Soul Machine: The Invention of the Modern Mind

October 4, 2016
Lecturer: George Makari, MD
Discussant: Jerome Wakefield, PhD

Accustomed as we are to the debates around the validity of neuro-psychoanalysis, or psychiatry’s pains to integrate (or not integrate) biological and psychosocial models, few of us are familiar with the very particular historical context in which these debates took shape in modern Western history. Soul Machine, Dr. Makari’s critically-acclaimed second book, traces the dramatic clash between philosophers, religious authorities, and scientific revolutionaries as they struggled to define what it means to be human.

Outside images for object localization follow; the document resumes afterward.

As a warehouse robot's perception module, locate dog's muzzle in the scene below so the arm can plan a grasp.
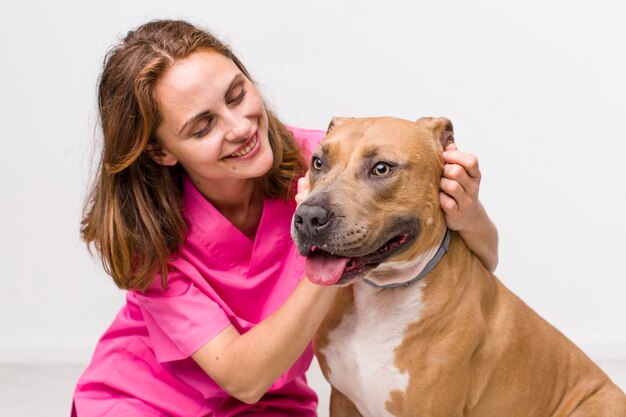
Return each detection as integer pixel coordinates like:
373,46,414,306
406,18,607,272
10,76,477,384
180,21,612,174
293,204,332,239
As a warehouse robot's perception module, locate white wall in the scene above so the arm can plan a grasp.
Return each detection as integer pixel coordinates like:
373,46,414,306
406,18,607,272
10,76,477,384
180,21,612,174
1,0,624,373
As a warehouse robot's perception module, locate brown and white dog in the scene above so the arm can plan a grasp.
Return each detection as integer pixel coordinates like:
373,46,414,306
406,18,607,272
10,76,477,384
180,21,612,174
291,117,626,417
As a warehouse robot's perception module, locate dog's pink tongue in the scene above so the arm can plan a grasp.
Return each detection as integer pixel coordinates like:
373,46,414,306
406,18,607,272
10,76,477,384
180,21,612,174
306,252,350,285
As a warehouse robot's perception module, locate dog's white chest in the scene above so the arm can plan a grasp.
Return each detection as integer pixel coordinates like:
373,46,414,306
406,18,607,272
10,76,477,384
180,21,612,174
320,282,425,417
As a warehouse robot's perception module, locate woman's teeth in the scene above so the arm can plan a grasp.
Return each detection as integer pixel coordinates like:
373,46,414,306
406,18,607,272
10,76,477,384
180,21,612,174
230,135,257,158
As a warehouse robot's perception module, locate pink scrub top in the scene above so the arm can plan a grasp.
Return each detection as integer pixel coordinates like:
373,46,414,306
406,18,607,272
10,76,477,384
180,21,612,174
72,127,324,417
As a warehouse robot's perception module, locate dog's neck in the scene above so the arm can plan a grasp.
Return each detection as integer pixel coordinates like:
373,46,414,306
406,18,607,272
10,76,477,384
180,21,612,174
361,228,451,289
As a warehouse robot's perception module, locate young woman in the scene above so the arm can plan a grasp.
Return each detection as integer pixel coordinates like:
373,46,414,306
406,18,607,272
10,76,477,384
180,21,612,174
72,19,498,417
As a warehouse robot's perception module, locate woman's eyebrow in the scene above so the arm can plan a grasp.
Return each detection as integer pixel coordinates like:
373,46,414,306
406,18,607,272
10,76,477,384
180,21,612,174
177,73,245,136
224,73,244,98
178,110,211,136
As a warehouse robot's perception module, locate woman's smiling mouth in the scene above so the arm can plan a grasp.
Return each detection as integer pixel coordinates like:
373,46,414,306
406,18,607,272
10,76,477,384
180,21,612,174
223,132,259,160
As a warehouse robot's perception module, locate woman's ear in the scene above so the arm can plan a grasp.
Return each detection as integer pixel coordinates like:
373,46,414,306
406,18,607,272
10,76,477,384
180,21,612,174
146,142,178,166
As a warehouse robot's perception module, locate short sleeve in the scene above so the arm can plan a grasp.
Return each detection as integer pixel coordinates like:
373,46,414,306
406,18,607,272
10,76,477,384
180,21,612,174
134,270,232,363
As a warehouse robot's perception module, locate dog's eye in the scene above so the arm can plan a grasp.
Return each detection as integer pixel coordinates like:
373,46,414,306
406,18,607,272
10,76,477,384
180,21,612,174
372,162,392,176
312,156,324,170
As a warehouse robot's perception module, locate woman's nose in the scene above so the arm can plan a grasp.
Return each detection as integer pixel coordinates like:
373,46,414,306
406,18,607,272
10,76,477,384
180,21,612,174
222,110,250,142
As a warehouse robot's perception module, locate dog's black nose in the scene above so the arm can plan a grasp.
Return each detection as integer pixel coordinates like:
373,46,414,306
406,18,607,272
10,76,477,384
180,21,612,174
294,204,332,237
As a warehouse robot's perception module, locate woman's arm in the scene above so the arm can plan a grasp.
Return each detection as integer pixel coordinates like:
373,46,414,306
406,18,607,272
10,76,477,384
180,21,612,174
192,279,337,404
192,172,335,404
439,143,499,272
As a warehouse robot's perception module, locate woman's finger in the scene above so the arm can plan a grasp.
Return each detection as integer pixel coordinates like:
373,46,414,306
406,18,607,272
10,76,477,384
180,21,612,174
444,142,458,152
295,171,310,206
442,163,478,198
439,190,458,213
440,177,471,211
442,150,480,179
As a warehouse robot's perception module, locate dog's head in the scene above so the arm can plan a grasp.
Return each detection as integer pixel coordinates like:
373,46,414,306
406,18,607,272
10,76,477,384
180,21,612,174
291,116,454,287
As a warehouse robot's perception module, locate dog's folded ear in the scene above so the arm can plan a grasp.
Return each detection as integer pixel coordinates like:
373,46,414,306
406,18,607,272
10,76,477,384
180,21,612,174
415,117,454,150
326,117,354,133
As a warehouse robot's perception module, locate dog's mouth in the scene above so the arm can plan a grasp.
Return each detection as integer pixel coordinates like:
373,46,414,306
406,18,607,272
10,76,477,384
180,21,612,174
305,233,413,286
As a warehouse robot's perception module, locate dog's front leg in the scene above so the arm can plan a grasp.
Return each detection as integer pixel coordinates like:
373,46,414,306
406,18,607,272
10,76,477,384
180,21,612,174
329,387,363,417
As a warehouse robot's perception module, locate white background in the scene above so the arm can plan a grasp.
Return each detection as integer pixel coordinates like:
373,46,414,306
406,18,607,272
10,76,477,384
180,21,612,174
1,0,625,410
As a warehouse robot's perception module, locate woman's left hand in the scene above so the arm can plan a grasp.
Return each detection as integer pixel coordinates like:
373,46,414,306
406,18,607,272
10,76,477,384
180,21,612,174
439,143,499,272
439,142,483,233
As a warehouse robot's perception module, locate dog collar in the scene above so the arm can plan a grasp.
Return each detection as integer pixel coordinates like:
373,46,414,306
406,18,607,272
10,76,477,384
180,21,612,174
362,228,451,289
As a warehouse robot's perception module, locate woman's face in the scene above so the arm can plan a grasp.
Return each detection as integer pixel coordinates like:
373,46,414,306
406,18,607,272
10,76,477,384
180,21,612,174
152,49,272,192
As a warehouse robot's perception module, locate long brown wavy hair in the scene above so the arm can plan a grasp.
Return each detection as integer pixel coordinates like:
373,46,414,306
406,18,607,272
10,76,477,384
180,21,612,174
82,20,306,292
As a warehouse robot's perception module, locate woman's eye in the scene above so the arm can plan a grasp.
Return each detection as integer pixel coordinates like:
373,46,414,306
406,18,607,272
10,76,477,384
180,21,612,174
229,85,246,105
312,157,323,170
193,119,213,138
372,162,392,176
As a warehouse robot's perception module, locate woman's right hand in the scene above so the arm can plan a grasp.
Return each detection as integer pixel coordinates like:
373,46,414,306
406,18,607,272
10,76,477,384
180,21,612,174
295,171,310,207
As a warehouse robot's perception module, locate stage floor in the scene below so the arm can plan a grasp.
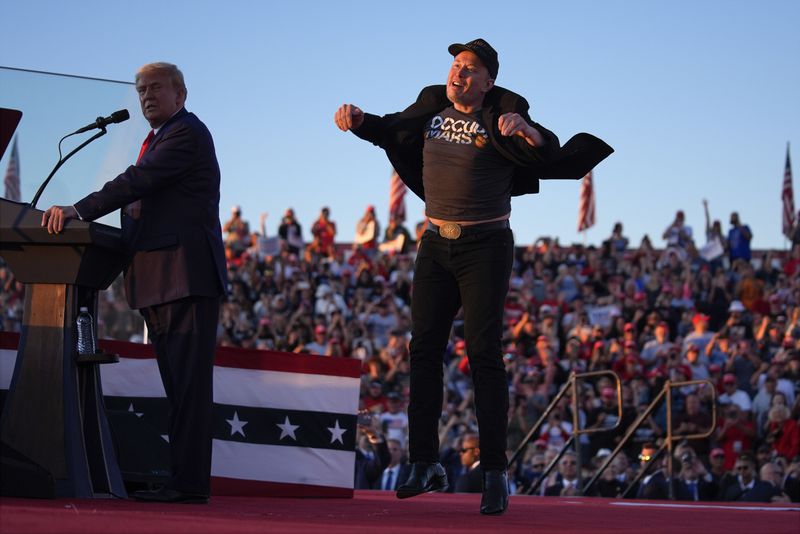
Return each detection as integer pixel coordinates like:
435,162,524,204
1,490,798,533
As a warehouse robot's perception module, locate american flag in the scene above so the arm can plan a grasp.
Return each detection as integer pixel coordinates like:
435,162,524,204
0,333,360,498
577,170,595,232
3,137,20,201
389,168,406,223
782,143,795,239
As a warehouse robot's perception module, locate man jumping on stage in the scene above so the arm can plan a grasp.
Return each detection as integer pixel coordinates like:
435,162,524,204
335,38,612,515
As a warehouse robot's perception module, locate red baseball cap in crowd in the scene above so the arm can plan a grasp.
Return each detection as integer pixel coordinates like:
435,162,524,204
722,373,737,384
533,438,548,448
624,323,635,332
692,313,709,324
601,387,616,398
708,364,722,374
315,325,327,335
710,448,725,458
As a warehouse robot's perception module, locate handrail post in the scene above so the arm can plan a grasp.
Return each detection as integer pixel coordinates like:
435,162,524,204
571,374,583,495
663,378,717,499
666,380,674,500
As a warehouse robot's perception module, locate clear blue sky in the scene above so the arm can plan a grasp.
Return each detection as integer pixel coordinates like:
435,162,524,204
1,0,798,250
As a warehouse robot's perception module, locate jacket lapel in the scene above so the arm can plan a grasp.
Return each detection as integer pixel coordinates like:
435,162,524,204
145,107,188,155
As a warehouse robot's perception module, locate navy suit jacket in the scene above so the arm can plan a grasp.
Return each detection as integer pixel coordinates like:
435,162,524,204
720,479,783,502
354,440,390,490
378,462,412,490
75,108,227,309
674,478,716,501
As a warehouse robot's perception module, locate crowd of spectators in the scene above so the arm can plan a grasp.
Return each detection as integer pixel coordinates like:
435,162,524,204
2,204,800,503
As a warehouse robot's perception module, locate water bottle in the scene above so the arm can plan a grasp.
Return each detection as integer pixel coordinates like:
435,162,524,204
76,307,96,355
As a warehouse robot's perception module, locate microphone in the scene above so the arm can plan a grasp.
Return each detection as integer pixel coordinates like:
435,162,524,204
30,110,128,207
73,109,130,134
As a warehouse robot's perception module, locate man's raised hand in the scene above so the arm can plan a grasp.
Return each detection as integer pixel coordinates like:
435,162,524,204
334,104,364,132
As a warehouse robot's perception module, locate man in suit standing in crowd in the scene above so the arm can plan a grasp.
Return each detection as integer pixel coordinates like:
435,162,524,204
42,62,227,504
379,439,412,491
453,433,483,493
544,452,582,496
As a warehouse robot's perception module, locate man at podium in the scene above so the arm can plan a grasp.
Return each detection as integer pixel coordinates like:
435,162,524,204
41,62,227,504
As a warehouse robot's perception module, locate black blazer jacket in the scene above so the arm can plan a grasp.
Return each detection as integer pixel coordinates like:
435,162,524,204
75,108,227,309
353,84,613,201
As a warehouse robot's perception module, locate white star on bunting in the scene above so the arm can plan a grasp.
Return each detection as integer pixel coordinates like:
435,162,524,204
277,416,299,441
127,402,143,418
327,419,347,444
226,411,248,437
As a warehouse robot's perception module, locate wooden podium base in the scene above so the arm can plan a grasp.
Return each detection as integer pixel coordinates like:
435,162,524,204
0,283,127,498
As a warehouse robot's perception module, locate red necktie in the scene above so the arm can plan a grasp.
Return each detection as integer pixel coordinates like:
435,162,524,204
126,130,154,218
136,130,155,164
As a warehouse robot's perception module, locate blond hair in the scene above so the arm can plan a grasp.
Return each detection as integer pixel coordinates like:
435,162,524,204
135,62,187,95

Director of the DeWitt Wallace Institute for the History of Psychiatry, Dr. Makari is Professor of Psychiatry at Weill Cornell Medical College and Adjunct Professor at both Rockefeller University and the Columbia University Center for Psychoanalytic Training and Research. His first book Revolution in Mind: The Creation of Psychoanalysis, was published in 2008.

Dr. Wakefield is University Professor, Professor of Social Work, Professor of Psychiatry, Honorary Faculty at the Institute for Psychoanalytic Education, and affiliate faculty in Bioethics and in the Center for Ancient Studies, at New York University, and coauthor of “The Loss of Sadness: How Psychiatry Transformed Normal Sorrow into Depressive Disorder” (Oxford), named best psychology book of 2007 by the Association of Professional and Scholarly Publishers; he is currently completing a book reexamining Freud’s case of Little Hans from philosophy-of-science and Foucauldian perspectives, to be published by Routledge.

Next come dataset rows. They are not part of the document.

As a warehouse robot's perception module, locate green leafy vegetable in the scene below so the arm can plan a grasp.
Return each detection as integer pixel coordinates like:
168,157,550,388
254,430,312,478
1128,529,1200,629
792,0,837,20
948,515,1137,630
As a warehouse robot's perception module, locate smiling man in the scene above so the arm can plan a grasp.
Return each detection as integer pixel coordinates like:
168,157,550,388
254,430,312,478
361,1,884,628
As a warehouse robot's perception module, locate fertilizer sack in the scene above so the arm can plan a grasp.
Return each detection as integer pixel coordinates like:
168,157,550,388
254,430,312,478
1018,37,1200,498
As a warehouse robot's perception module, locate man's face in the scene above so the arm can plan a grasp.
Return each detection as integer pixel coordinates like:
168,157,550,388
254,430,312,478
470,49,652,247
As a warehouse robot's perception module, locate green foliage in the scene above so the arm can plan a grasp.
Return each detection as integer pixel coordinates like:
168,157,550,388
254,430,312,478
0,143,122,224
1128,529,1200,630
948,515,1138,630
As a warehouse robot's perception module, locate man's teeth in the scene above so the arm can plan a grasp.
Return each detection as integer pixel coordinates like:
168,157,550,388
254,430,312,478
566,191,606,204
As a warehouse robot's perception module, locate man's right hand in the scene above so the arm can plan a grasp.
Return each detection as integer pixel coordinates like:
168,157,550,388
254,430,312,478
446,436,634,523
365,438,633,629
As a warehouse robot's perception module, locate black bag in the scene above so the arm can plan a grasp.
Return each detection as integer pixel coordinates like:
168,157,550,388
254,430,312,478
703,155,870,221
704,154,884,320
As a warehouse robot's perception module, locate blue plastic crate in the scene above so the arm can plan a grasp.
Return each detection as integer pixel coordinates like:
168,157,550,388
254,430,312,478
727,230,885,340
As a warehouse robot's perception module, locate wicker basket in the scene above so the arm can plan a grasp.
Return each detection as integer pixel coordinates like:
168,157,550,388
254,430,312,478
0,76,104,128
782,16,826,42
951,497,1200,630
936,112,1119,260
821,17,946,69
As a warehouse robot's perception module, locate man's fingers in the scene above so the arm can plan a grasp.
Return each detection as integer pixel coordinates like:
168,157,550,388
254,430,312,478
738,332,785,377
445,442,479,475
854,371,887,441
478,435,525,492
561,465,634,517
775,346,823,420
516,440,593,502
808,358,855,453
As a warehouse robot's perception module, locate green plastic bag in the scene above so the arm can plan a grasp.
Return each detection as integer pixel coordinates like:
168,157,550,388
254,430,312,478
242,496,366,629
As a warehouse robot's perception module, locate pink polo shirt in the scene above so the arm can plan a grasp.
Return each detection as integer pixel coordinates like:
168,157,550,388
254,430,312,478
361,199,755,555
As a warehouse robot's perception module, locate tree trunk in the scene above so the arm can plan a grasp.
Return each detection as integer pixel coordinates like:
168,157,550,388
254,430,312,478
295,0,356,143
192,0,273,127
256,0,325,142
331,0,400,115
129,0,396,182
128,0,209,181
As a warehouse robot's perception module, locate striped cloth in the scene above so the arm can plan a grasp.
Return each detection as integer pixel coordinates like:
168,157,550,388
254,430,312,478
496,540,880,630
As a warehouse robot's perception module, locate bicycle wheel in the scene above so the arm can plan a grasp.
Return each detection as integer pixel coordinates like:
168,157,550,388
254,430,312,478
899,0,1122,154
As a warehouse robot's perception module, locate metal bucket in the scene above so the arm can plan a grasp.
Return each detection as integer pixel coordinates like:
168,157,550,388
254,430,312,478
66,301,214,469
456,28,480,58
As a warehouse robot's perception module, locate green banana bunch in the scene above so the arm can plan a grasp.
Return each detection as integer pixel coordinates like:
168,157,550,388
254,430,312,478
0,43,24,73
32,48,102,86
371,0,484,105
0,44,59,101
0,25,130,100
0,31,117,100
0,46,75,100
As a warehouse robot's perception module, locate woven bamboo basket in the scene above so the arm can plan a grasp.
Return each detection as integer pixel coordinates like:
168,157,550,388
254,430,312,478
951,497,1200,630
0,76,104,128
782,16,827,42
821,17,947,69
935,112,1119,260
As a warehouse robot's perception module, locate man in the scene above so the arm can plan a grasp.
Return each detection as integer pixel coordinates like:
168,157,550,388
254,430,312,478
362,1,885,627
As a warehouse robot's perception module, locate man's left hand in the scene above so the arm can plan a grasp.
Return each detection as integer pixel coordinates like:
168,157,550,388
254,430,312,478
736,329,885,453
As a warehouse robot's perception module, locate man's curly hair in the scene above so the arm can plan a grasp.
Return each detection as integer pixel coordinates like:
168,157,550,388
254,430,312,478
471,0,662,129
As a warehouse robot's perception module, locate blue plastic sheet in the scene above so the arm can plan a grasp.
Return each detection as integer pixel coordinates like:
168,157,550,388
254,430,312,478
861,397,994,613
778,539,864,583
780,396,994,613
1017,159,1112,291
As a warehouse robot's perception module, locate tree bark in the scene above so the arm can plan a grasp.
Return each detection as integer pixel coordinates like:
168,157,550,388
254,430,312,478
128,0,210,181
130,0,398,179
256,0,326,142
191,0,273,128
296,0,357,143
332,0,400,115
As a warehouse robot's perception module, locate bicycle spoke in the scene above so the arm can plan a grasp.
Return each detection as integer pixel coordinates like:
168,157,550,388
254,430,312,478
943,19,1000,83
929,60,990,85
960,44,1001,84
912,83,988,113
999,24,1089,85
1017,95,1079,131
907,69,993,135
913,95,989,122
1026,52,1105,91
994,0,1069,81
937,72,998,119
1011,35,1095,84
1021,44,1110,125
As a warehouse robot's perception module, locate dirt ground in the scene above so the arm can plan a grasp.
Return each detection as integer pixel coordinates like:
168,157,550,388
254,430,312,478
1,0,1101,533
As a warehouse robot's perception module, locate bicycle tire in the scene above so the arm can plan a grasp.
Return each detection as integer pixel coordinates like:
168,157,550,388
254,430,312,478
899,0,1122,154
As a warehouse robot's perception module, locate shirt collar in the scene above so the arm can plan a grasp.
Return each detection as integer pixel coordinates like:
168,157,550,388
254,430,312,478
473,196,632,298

Learning Objectives: After the lecture the participant should be able to

  • Describe the role of the French and English Enlightenment in challenging religious/Aristotelian conceptualizations of the relationship between the soul and the body.
  • Evaluate the impact of this history on contemporary scientific and psychoanalytic debates about the nature of the human mind.